Я помню, как паук висел на волоске,
как утром шел народ к пустому магазину,
как пахла лебеда, как, сидя на песке,
мой дядя из ветвей зеленых плел корзину.
Где волны той реки, где ветви гибких лоз?
Увяли лепестки кроваво-красных цинний…
Их запоздалый цвет уже убил мороз,
и у корней волос чуть серебрится иней.
На мир спустилась ночь, и в облачном кремле
так тихо и светло горит луны лампада.
Раб Божий Николай давно лежит в земле,
оплакан и отпет, — и большего не надо.
Двух осторожных птиц я видела в окно:
сиял в снегу снегирь, как девичий румянец,
а в доме на стене — застывшее кино:
случайный блеск стекла и фотографий глянец.
Синица снег клюет и просится ко мне.
В каком прекрасном сне, в какой волшебной сказке
я вижу целый мир, висящий на стене:
Младенец в люльке, мать, солдат в железной каске?
Вот это — наш погост, а это — город Брест,
здесь — стриженый малыш отважно сел на санки…
У деда на груди — Георгиевский крест,
а у отца — медаль и орденские планки.
Росла в лесу трава, шумел колхозный сад,
скучали лопухи и пыльная крапива.
Ты помнишь, как тому уж сорок лет назад
ты перед сном меня святой водой кропила?
Потом гасила свет, и тихо я спала,
мне чудился во сне какой-то конь и всадник,
невидимых церквей сияли купола,
и свет лила луна на бедный палисадник.
Плачут птицы больные, вспоминают весну.
Я вас, тени родные, перед сном помяну.
Как рыдание арфы, птичий строится стан.
Спят Димитрий и Марфа, Параскева, Иван.
Никакого зазора нет в пространстве ином
между ангельским хором и провидческим сном.
Между сушей и морем, между ночью и днем,
между будущим горем и слезами о нем.
Мне как будто открыли старой хроники кадр:
в безымянной могиле спит солдат Александр.
Сколько воинов верных час свой смертный нашли
в развороченных недрах материнской земли.

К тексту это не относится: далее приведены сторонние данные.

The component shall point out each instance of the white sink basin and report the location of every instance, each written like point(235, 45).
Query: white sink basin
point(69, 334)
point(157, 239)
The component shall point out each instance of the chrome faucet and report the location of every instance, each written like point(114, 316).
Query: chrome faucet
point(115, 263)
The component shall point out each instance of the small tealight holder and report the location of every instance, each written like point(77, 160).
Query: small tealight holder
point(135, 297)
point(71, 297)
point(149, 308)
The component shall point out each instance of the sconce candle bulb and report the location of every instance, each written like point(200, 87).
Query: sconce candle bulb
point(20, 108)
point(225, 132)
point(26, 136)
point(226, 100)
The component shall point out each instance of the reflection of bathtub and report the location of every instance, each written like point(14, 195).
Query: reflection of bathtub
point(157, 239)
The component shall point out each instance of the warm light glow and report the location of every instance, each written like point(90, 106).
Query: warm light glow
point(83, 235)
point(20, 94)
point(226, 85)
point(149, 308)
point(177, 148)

Кто отпет и оплакан и Всевышним прощен,
кто невидимым знаком — красной кровью — крещен.
Снег ли в воздухе тает над молчащим селом,
или ива читает поминальный псалом,
или хочет оставить над пространством полей
крест и «Вечную память» вещий клик журавлей?

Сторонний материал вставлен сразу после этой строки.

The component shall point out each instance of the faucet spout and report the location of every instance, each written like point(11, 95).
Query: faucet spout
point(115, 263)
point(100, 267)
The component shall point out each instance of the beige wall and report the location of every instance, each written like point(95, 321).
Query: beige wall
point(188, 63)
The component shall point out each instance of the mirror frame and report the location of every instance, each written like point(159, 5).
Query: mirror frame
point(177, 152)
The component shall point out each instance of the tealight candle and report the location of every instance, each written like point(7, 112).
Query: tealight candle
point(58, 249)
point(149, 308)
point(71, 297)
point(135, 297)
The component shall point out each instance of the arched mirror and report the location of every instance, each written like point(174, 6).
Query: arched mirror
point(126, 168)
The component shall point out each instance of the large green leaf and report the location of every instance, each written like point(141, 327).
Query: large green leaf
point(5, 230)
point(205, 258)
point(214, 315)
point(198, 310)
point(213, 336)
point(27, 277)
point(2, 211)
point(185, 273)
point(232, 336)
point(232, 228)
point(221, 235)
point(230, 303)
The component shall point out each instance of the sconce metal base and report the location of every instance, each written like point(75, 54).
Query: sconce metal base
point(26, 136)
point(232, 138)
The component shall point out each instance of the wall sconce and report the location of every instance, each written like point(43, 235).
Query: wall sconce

Вот ребенок на мир сквозь волшебное смотрит стекло:
там деревья омыты дождем, как душа покаяньем.
Каждый лист — изумруд, и прекрасно кругом, и светло,
мир наполнен до края каким-то нездешним сияньем.

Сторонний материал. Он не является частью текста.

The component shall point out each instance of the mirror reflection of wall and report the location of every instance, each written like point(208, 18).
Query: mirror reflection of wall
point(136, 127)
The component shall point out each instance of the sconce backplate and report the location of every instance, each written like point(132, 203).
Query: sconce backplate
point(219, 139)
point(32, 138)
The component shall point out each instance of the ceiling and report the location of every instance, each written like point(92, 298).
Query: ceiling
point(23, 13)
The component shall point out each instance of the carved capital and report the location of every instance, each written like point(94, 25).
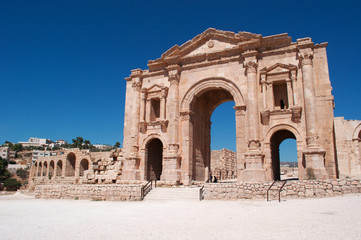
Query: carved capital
point(164, 125)
point(174, 79)
point(251, 66)
point(240, 110)
point(254, 144)
point(186, 115)
point(143, 127)
point(265, 116)
point(173, 148)
point(296, 113)
point(137, 85)
point(164, 92)
point(305, 56)
point(312, 141)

Веселится ребенок и зеркальце держит в руке,
зная смысл Благодати, не ведает буквы Закона…
И не видит дитя, что на пыльном лежит чердаке
из разрушенной церкви спасенная дедом икона.
Мой ангел был мне дан, когда пришла весна,
прилипла к сапогам кладбищенская глина,
трава была нежна, вода была пресна,
и набивали цвет крыжовник и малина.
Мой ангел был нездешним светом осиян,
он был изображен с мечом и эдельвейсом.
Еще шумел в крови великий океан,
и сердца стук звучал, как стук колес по рельсам.
Но огнь, вода и Дух преобразили плоть,
и стала вновь земля лишь бренной оболочкой.
Еще я научусь слагать персты в щепоть —
и сжалится Господь над капитанской дочкой.
Жизнь наша бедная — жалость и милость.
Ива к холодной воде наклонилась.
Плачет, голубка, а ветка одна
хочет коснуться песчаного дна.
В тихом сиянии, в центре вселенной
молится ива в одежде смиренной,
видит сияющий звездный поток,
плачет, надев свой узорный платок.
Плачет о тех, кто с войны не вернулся,
в гибель свою с головой окунулся,
в вечность ушел — и Господь их простил,
Кровью Своей перед сном причастил.
Как же слезам покаянья не литься,
как об усопших живым не молиться,
как не дарить им любовь и тоску
иве-красавице, ветром колеблемой,
воздуху стылому, птице серебряной,
дереву, камню, речному песку?
Будет куст рябиновый пылать,
дань отдав возвышенному слогу…
Дорогие, что вам пожелать —
Ангела-хранителя в дорогу?
За земные тяжкие труды
вы уже рукой коснулись неба.
Вам награда — блеск речной воды
и знакомый вкус ржаного хлеба.
Нам с тобою к лицу слабый отсвет любви и страданья.
День подходит к концу, наступает пора увяданья.
Это в келью души открывается тайная дверца…
Здравствуй, тихий закат моего непокорного сердца!
Я не знаю, о чем в небе птицы кричат, улетая,
как листва, на деревьях сквозит красота золотая,
нам ее не понять, мы еще не простились с весною,
и кого мы пленять будем инеем, льдом, белизною?
Нам пора хоронить то, что умерло в юности, в детстве,
кто нас будет винить в незаслуженном, горьком наследстве?
И сережки ольхи тихим светом горят на рассвете.
За былые грехи наши бедные молятся дети.
Вновь сияет луна там, на дне опрокинутой чаши.